The group stressed that it would resist “with all legal tools the stark, duplicitous manoeuvre to impose another non-native in a very crucial institution like LASU.”
In a statement, Major Olanrewaju said, “It is rather disingenuous and sad the recourse to a brazen, untidy subterfuge and the deliberate attempt by Governor Sanwo-Olu and other wielders of power in Lagos State who are bent on shortchanging Lagosian natives by attempting a crude imposition of a non-native as LASU Vice-Chancellor.”
According to him, the group “will continue to defend the Lagosian culture and our collective heritage.”
He added that three well-qualified Lagosians had been shortlisted and asked Sanwo-Olu to do the needful by picking one.
The governor had, while receiving the panel’s report, pledged to give all stakeholders an equal opportunity.

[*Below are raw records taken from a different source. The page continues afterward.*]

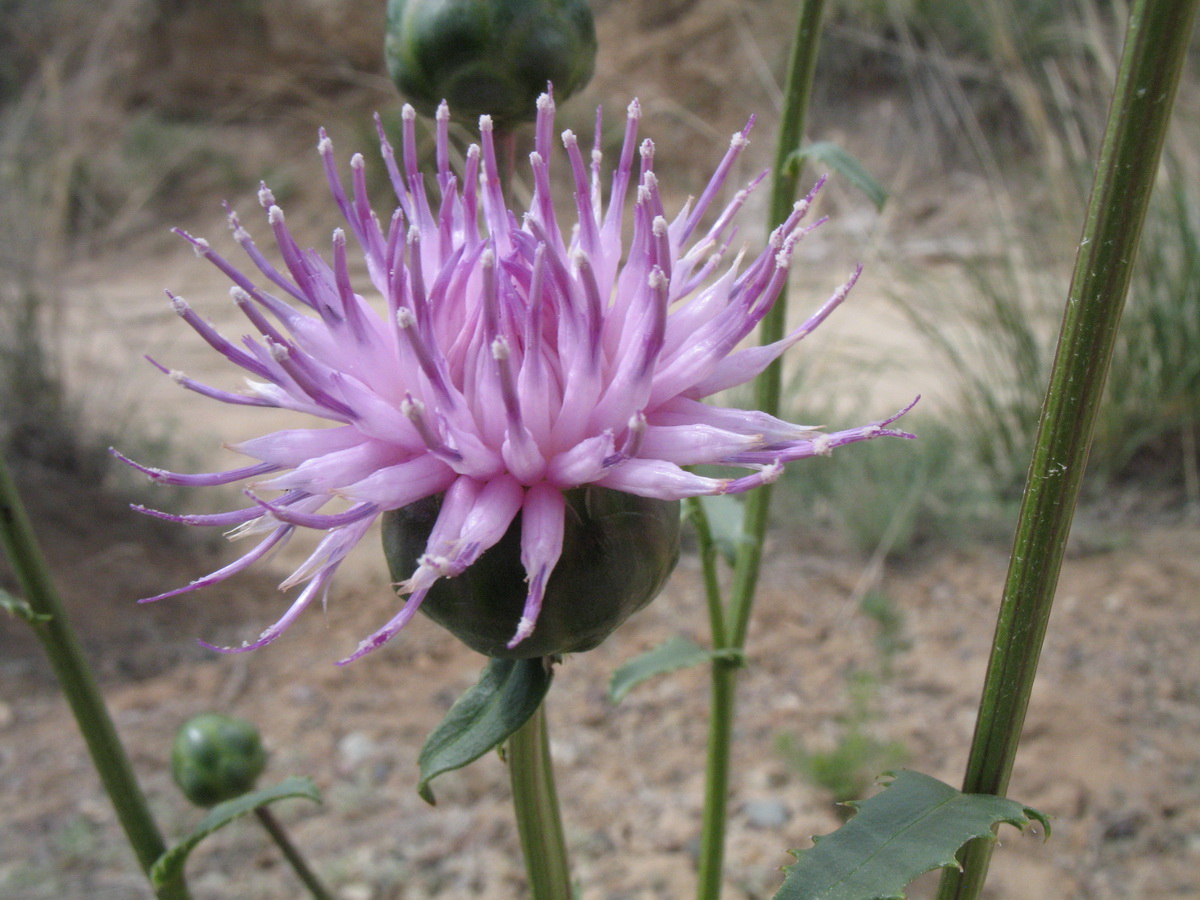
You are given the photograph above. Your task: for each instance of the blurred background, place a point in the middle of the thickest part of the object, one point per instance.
(123, 119)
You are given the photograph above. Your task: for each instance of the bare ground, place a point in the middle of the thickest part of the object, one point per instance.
(1111, 742)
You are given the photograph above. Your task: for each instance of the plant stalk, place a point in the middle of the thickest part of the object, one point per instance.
(768, 388)
(275, 828)
(78, 683)
(535, 802)
(1152, 60)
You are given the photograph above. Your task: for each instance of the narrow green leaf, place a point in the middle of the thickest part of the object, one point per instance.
(171, 864)
(912, 827)
(505, 695)
(726, 517)
(850, 168)
(22, 610)
(675, 653)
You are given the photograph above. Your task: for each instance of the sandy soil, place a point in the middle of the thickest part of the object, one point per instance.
(1111, 743)
(1109, 748)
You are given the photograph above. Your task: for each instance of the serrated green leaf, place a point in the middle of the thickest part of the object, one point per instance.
(675, 653)
(169, 867)
(21, 609)
(503, 699)
(838, 160)
(912, 827)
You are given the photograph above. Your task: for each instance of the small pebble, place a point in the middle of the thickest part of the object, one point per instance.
(767, 814)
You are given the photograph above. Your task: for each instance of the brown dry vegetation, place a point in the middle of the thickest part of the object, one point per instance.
(1110, 747)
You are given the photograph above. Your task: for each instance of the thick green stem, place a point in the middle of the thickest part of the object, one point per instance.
(292, 855)
(78, 684)
(768, 389)
(1156, 48)
(535, 802)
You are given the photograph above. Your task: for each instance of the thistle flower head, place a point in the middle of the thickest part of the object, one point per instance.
(496, 363)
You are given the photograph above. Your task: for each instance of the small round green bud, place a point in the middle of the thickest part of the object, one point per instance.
(489, 57)
(216, 757)
(618, 551)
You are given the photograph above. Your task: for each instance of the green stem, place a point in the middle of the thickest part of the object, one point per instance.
(275, 828)
(535, 803)
(1155, 52)
(768, 390)
(708, 555)
(78, 684)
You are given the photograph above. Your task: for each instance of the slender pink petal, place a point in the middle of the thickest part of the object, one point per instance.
(541, 545)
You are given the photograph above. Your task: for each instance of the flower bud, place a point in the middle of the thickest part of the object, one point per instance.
(618, 551)
(216, 757)
(489, 57)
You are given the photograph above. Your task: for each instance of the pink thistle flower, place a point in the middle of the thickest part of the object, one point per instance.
(502, 364)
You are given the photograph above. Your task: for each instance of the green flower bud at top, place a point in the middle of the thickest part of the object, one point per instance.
(618, 551)
(216, 757)
(489, 57)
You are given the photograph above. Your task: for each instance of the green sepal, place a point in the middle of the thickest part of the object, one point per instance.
(618, 551)
(507, 694)
(22, 610)
(677, 652)
(216, 757)
(835, 157)
(169, 867)
(489, 57)
(915, 826)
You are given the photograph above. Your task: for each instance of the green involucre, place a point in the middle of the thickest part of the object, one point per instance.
(618, 551)
(489, 57)
(216, 757)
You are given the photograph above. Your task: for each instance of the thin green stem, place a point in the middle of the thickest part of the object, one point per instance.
(78, 683)
(768, 390)
(708, 559)
(535, 802)
(275, 828)
(1155, 52)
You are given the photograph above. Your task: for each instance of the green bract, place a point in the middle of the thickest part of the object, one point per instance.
(618, 551)
(216, 757)
(489, 57)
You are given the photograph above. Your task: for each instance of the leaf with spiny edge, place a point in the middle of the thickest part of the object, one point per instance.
(916, 825)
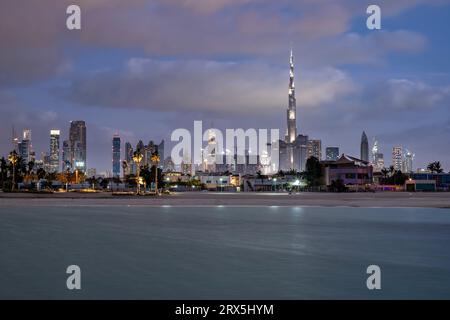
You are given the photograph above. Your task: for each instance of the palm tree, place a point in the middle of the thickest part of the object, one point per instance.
(13, 159)
(137, 158)
(155, 159)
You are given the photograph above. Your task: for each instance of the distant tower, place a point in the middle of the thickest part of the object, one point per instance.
(292, 106)
(315, 149)
(25, 149)
(332, 153)
(77, 145)
(377, 157)
(116, 156)
(408, 162)
(364, 147)
(54, 150)
(397, 158)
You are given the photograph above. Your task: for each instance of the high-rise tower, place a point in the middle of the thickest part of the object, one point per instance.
(292, 107)
(116, 156)
(77, 141)
(364, 147)
(54, 150)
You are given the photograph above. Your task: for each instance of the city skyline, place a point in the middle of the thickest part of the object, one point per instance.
(392, 84)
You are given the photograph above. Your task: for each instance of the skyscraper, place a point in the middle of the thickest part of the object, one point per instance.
(408, 162)
(77, 144)
(25, 147)
(293, 150)
(130, 167)
(66, 163)
(292, 106)
(54, 150)
(377, 157)
(364, 147)
(397, 158)
(315, 149)
(332, 153)
(116, 156)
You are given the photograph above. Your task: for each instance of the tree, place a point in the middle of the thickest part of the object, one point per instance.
(435, 167)
(338, 186)
(313, 171)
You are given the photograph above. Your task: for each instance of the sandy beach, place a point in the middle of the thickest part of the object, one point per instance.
(372, 200)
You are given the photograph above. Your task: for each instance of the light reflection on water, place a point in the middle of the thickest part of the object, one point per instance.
(221, 252)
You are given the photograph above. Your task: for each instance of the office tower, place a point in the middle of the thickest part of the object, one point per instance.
(15, 141)
(91, 172)
(315, 149)
(332, 153)
(408, 162)
(293, 150)
(377, 157)
(66, 162)
(54, 150)
(160, 150)
(292, 105)
(77, 144)
(129, 167)
(300, 152)
(397, 158)
(364, 147)
(25, 147)
(116, 156)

He said the panel was raised in the overall interest of students and the image of the institution.
He said: “Today, I received reports of the special visitation panel on the Vice Chancellorship of LASU, which looked into the issues surrounding the appointment of the 9th Vice-Chancellor, especially the remote causes of the impasse into the selection process and procedures for the appointment.
“This effort is geared towards ensuring that there is equality, fairness, transparency, openness and level playground for all in the process of selection and to ensure that the best and the most qualified person that will drive the established vision of the school’s founding fathers emerges at the end of the process.”